La vidéo s'arrêta là, comme si on ne voulait pas qu'on sache la suite. C'est pas vrai... mais alors si elle avait les vêtements de Kalie, ça veut dire que... ma migraine s'intensifiait encore et toujours. J'avais l'impression que plus on approchait du but et plus ça me faisait mal. Je portai une main à ma tête et Kalie se pencha pour voir ce qui m'arrivait.

— Ne t'en fais pas, je vais...

Après avoir supporté le plus possible cette douleur, je m'effondrai par terre. La voix de Kalie paraissait lointaine et ma tête était en feu. Des sons, des voix, des images, voilà ce que je voyais en boucle.

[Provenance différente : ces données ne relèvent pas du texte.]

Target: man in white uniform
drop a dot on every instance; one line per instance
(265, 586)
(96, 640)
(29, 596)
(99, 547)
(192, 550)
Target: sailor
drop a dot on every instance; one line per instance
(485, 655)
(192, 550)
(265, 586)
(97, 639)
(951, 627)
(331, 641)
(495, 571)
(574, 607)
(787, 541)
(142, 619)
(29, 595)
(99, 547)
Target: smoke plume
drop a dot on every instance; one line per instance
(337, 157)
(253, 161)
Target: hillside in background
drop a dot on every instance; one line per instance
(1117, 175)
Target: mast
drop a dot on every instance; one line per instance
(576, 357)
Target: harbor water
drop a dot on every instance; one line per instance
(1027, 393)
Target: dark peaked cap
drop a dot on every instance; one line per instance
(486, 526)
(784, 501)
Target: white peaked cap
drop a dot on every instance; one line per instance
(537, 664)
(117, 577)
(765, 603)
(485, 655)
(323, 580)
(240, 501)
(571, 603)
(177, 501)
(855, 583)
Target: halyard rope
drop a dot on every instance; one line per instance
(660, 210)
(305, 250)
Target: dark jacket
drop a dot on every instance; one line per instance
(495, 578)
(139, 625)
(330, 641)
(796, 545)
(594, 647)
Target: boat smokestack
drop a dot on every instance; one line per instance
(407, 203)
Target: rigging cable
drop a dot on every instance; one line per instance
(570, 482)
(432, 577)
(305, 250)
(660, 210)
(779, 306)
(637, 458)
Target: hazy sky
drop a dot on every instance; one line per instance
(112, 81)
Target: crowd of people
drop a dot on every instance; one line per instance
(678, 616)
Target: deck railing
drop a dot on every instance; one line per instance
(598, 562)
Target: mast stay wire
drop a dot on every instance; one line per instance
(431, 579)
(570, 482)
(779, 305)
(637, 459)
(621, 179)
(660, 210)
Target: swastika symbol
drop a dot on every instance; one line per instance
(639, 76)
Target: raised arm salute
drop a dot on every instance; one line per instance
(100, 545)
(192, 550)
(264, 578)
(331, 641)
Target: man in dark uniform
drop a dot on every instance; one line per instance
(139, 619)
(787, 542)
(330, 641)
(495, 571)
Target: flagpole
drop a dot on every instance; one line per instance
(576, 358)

Ce n'était pas la première fois que j'avais ce genre de visions, mais cette fois-ci c'était différent. Cette fois-ci, j'avais l'impression qu'elles me guidaient quelque part, comme si elles prenaient par la main pour me montrer ce que l'on cherchait depuis le début.

La vérité.

Je me laissai plonger, guider, envoûter par ce sentiment indescriptible. C'était comme ci tous les poids étaient enfin enlevés de mes épaules, je ne ressentis rien d'autre à part du bien-être. Les images et les sons se mirent en accord et je compris enfin le sens de ces visions. Justement, ce n'était pas de simples visions, mais mes souvenirs emmêlés.

Enfin mon souvenir le plus enfoui...

Je savais enfin ce qu'il s'était passé cette nuit-là.